Date | May 2015 | Marks available | 2 | Reference code | 15M.3srg.hl.TZ0.3 |
Level | HL only | Paper | Paper 3 Sets, relations and groups | Time zone | TZ0 |
Command term | Show that | Question number | 3 | Adapted from | N/A |
Question
The relation \(R\) is defined on \(\mathbb{Z}\) by \(xRy\) if and only if \({x^2}y \equiv y\bmod 6\).
Show that the product of three consecutive integers is divisible by \(6\).
Hence prove that \(R\) is reflexive.
Find the set of all \(y\) for which \(5Ry\).
Find the set of all \(y\) for which \(3Ry\).
Using your answers for (c) and (d) show that \(R\) is not symmetric.
Markscheme
in a product of three consecutive integers either one or two are even R1
and one is a multiple of \(3\) R1
so the product is divisible by \(6\) AG
[2 marks]
to test reflexivity, put \(y = x\) M1
then \({x^2}x - x = (x - 1)x(x + 1) \equiv 0\bmod 6\) M1A1
so \(xRx\) AG
[3 marks]
if \(5Ry\) then \(25y \equiv y\bmod 6\) (M1)
\(24y \equiv 0\bmod 6\) (M1)
the set of solutions is \(\mathbb{Z}\) A1
Note: Only one of the method marks may be implied.
[3 marks]
if \(3Ry\) then \(9y \equiv y\bmod 6\)
\(8y \equiv 0\bmod 6 \Rightarrow 4y \equiv 0\bmod 3\) (M1)

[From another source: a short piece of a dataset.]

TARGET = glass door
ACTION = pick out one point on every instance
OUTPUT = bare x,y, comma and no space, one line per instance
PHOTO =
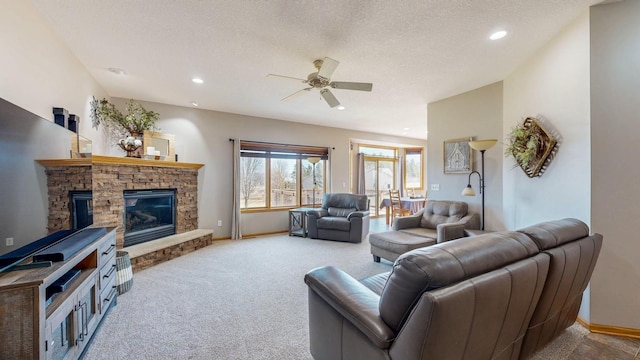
379,178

the set of solutions is \(3\mathbb{Z}\) (ie multiples of \(3\)) A1
[2 marks]
from part (c) \(5R3\) A1
from part (d) \(3R5\) is false A1
\(R\) is not symmetric AG
Note: Accept other counterexamples.
[2 marks]
Total [12 marks]
Examiners report
A surprising number of candidates thought that an example was sufficient evidence to answer this part.
Again, a lack of confidence with modular arithmetic undermined many candidates' attempts at this part.
(c) and (d) Most candidates started these parts, but some found solutions as fractions rather than integers or omitted zero and/or negative integers.
(c) and (d) Most candidates started these parts, but some found solutions as fractions rather than integers or omitted zero and/or negative integers.
Some candidates regarded \(R\) as an operation, rather than a relation, so returned answers of the form \(aRb \ne bRa\).